Rwandan health ministry on Monday warned Rwandans against unnecessary travel to Goma, an eastern city of Rwanda’s neighboring country Democratic Republic of the Congo (DRC), following the first confirmed Ebola case there.
A general view shows the triage where patients are registered after ebola screening upon entering the General Hospital in Goma, Democratic Republic of Congo, July 15, 2019. (Photo: VCG)
Goma shares the border with western Rwanda’s Rubavu district with daily border crossings between the two countries estimated at about 100,000 people, according to Rwanda’s emigration authority.
“This Ebola epidemic is yet to stop and now it has reached close to Rwanda. There is need to be more vigilant and to avoid unnecessary visits to Goma,” Rwandan health minister Diane Gashumba told a news briefing when touring Rwanda.
The minister on Monday visited the border district to assess the effectiveness of measures which were put in place by the government to avoid possible spread of the disease in the country such as screening of travellers entering Rwanda.
The border remains open but goods normally purchased in DRC by Rwandan people can be sourced locally until the situation is contained, she said, adding that no Ebola case has been reported in Rwanda.
The minister made a fresh appeal to Rwandan residents and visitors to seek timely medical attention at the nearest health facility whenever a person has Ebola-like symptoms such as high fever, bleeding, diarrhea and red eyes among others.
A pastor who interacted with Ebola patients in DRC’s northeastern town of Butembo became ill recently, and traveled to Goma by bus on July 14, where he later tested positive for Ebola.
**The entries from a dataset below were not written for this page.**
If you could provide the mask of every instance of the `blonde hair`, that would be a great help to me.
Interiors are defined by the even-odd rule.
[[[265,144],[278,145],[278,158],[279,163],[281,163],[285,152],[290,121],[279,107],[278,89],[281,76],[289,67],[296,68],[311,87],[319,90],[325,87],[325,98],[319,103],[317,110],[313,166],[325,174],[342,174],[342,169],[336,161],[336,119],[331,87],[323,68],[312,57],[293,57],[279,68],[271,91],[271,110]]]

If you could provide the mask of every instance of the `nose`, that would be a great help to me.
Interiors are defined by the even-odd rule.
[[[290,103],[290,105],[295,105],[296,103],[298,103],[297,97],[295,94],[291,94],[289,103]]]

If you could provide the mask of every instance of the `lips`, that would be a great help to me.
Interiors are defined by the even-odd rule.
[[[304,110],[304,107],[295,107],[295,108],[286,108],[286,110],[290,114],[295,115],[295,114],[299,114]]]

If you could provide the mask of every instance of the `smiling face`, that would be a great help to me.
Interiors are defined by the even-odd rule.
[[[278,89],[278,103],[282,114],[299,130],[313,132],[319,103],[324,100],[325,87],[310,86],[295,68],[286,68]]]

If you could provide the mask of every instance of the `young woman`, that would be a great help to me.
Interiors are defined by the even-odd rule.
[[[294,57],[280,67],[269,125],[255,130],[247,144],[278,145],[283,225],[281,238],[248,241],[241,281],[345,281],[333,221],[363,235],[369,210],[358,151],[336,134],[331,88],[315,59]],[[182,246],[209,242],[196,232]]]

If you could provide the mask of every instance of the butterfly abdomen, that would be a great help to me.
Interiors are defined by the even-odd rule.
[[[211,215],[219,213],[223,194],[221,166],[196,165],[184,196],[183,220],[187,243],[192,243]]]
However, the DRC health ministry said the risk of the virus spreading in the city remains low.
The World Health Organization has recently expressed concern that the spread of Ebola in the DRC has escalated in the past few months, with more than 2,000 cases recorded since the epidemic broke out again about a year ago.
The current outbreak is the worst on record after the Ebola epidemic struck mainly Liberia, Guinea and Sierra Leone between 2014 and 2016, leaving more than 11,300 people dead.
Rwanda has been on high alert for a possible spread of Ebola and in April vaccinated about 3,000 healthcare and front-line workers against Ebola in areas at high risk of the outbreak. It has also been enhancing community awareness on the disease, as well as building capacity for case detection and control.